Spiral hashing?

E

extratag2011-12-20 15:04:03

Algorithms

extratag, 2011-12-20 15:04:03

Spiral hashing?

Please help me understand the algorithm of the spiral hashing. Unfortunately, no matter how much I googled clear information on this topic, I could not find it. In Russian, nothing could be found at all. There is a document in English, but with the help of a translator, I could not catch the meaning of it. Please help me figure it out or give an algorithm in Russian.
I am also looking for an implementation of this algorithm in C / C ++.

Reply

Answer the question

In order to leave comments, you need to log in

2 answer(s)

[

[email protected]><e, 2011-12-20
@barmaley_exe

The An analysis of Spiral Hashing article linked above provides the following description:

Spiral hashing is a type of hashing proposed by Martin (Martin, GNN, Spiral storage: Incrementally Augmentable Hash Addressed Storage). In this technique, the elements are distributed unevenly among the baskets, so that the elements are predominantly located at one end of the “basket” space. When the load factor (the ratio of the number of items to the number of bins) exceeds the threshold, the first bin, probably the densest one, is split into g bins, where g is the growth factor.
Initially, there are g-1 baskets, numbered from 1 to g-1. Note that the bucket address space looks like this: {1, 2, …, g - 1} = {g ⁰ , …, g ¹- one}. When the threshold is exceeded, the first bin is split into g new bins, which become bins from g to 2g-1. The elements of the first bin are distributed to new bins using a new hash function (the hash function is parameterized). The first basket does not exist now, there are only {2, 3, … 2g-1} = {g ^c , …, g ^c+1 -1}, where c=log _g 2.
In the general case, at the k-th stage (t i.e. after k-1 partitioning) a bin k is selected and divided into g new bins given the numbers kg … g(k+1)-1. Its elements are distributed among new baskets using a new hash function. After k partitions of the first k baskets, we get {g ^c , …, g ^c+1 -1}, where c=log _g(k+1) and the number of baskets is always divisible by g-1.
Let us now describe the hash function H(K, k) that provides a non-uniform distribution. Note that the hash function depends not only on the key K, but is also parameterized by the number of splits k performed. Recall that after k partitions, our address space is {g ^c , …, g ^c+1 -1}, where c=log _g (k+1). We have g ^c (g-1) bins from g ^c to g ^c+1-one. Having received the key K, we first compare it with x from [0, 1). This can be done using, for example, the distribution function of key-value pairs (GD Knott - Hashing functions, The Computer Journal Volume 18 Number 3). Then we map x to a number x' from [c, c+1), evenly distributed. One of the options for such a comparison was proposed by Martin. The value of H(K, k) is defined as [g ^x' ] (rounding off the decimal part). Such a hash function has the property that H(K, k+1) = H(K, k) for all buckets g ^c , g ^c + 1, …, g ^c+1 that exist at stage k, except for bucket g ^c = k+1, which no longer exists at stage k+1. Note that P(H(K, k) = i) is a logarithmically decreasing function of log _g(i+1)-log _g i for g ^c ≤ i ≤ g ^c+1 , hence the name spiral hashing.
If you use open addressing, some items will be stored in other people's baskets. Therefore, when splitting a basket, we will need to look at others to find the elements of this basket. But we don't want to hit too many buckets when splitting, so it's best not to use open addressing to deal with collisions. We prefer the chain method.

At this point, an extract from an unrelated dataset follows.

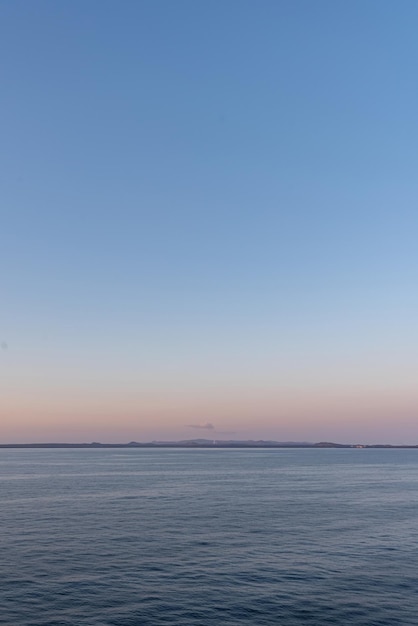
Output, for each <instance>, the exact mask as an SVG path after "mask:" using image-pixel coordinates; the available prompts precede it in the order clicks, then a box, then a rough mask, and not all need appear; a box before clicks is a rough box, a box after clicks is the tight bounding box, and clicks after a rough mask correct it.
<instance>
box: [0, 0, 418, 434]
mask: <svg viewBox="0 0 418 626" xmlns="http://www.w3.org/2000/svg"><path fill="white" fill-rule="evenodd" d="M417 18H418V5H417V4H416V2H412V1H408V0H403V1H401V2H399V3H395V2H387V1H384V0H379V1H377V0H376V1H374V0H373V1H372V0H368V1H361V2H360V1H352V2H346V3H344V2H335V1H333V2H331V1H325V0H318V1H317V2H308V1H302V0H296V1H295V0H293V1H274V2H270V1H263V2H257V3H256V2H254V1H251V2H250V1H243V0H239V1H238V0H234V1H233V0H229V1H227V2H191V1H190V2H189V1H183V0H179V1H176V2H168V1H160V2H123V3H120V2H116V1H100V2H99V1H93V0H91V1H88V2H79V1H72V2H60V3H56V2H52V1H39V2H36V3H27V2H23V1H16V0H14V1H13V2H12V1H2V2H1V3H0V42H1V43H0V49H1V58H2V59H3V62H2V64H1V68H0V80H1V85H2V99H1V104H0V107H1V109H0V111H1V125H2V130H1V136H2V149H1V151H0V176H1V185H0V212H1V213H0V215H1V234H2V245H1V247H0V267H1V284H2V306H1V322H2V323H1V326H0V331H1V335H2V336H1V337H0V339H1V340H2V341H3V342H5V344H7V346H6V348H3V350H2V351H1V352H0V367H1V382H0V385H1V388H0V389H1V390H2V393H3V396H4V405H3V409H2V413H1V415H0V417H1V418H2V420H3V424H5V425H6V426H3V430H2V427H1V426H0V438H3V439H4V440H17V439H20V440H21V439H25V438H26V439H28V438H29V439H33V440H35V439H36V440H45V439H51V437H52V438H54V437H55V438H62V439H67V440H73V439H77V440H83V439H84V438H85V437H89V436H91V438H93V439H100V438H101V439H103V440H105V439H108V440H113V439H115V437H118V436H120V437H121V438H124V437H128V438H129V439H138V440H141V439H147V438H154V437H155V438H168V437H175V438H183V436H185V435H187V436H189V435H190V436H193V433H191V432H190V431H187V429H185V427H184V425H185V424H188V423H200V422H201V423H202V424H204V423H206V421H210V422H211V423H214V424H215V426H216V428H217V429H218V430H219V431H220V432H221V431H223V430H228V431H234V432H236V433H237V437H238V436H239V437H240V438H246V437H247V436H251V437H253V436H254V437H257V438H258V437H269V438H275V439H283V438H293V437H295V438H299V437H302V438H303V439H312V438H313V439H316V438H319V439H321V438H334V439H338V438H341V437H345V438H346V439H347V438H349V439H358V440H366V439H370V440H379V439H381V437H382V436H383V437H384V438H386V439H387V440H391V441H394V442H396V441H399V442H409V441H412V440H413V441H414V442H416V441H417V440H418V426H417V425H416V424H415V422H416V420H415V417H416V415H417V411H418V393H417V392H416V391H415V387H416V383H415V380H416V374H417V365H418V356H417V354H418V352H417V348H418V332H417V323H416V319H417V309H418V296H417V289H416V285H417V278H418V276H417V274H418V253H417V245H416V240H417V236H416V235H417V225H418V217H417V215H418V214H417V198H418V183H417V177H416V171H415V170H416V164H417V162H418V159H417V157H418V136H417V135H418V125H417V123H416V111H417V110H418V83H417V80H416V66H417V60H418V58H417V57H418V44H417V38H416V24H417ZM246 394H247V395H248V397H247V395H246ZM22 398H23V399H22ZM144 398H146V400H144ZM179 398H180V399H179ZM266 398H269V400H268V402H267V401H266ZM335 398H337V399H338V402H337V400H336V399H335ZM336 402H337V405H338V406H337V408H335V407H336V405H335V403H336ZM347 407H348V408H347ZM388 407H390V410H389V409H388ZM244 409H245V410H244ZM324 415H326V416H327V417H326V419H325V418H324ZM45 416H48V417H45Z"/></svg>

Next comes performance analysis and evaluation.
And in the final part it says. that the method is impractical, because works slowly. Including due to expensive calls to the logarithm and exponential functions.

M

MikhailEdoshin, 2011-12-20
@MikhailEdoshin

Well, if you translate the introductory paragraph from here , this is hashing, where the values are not distributed evenly among the "baskets" (buckets), as is usually done with hashing, but more often on one side than on the other. When the number of elements in relation to the number of baskets reaches a certain threshold, the number of baskets, as in other algorithms, increases, but only one basket is broken - the first one on the side where it is denser. This is supposed to be the most complete basket.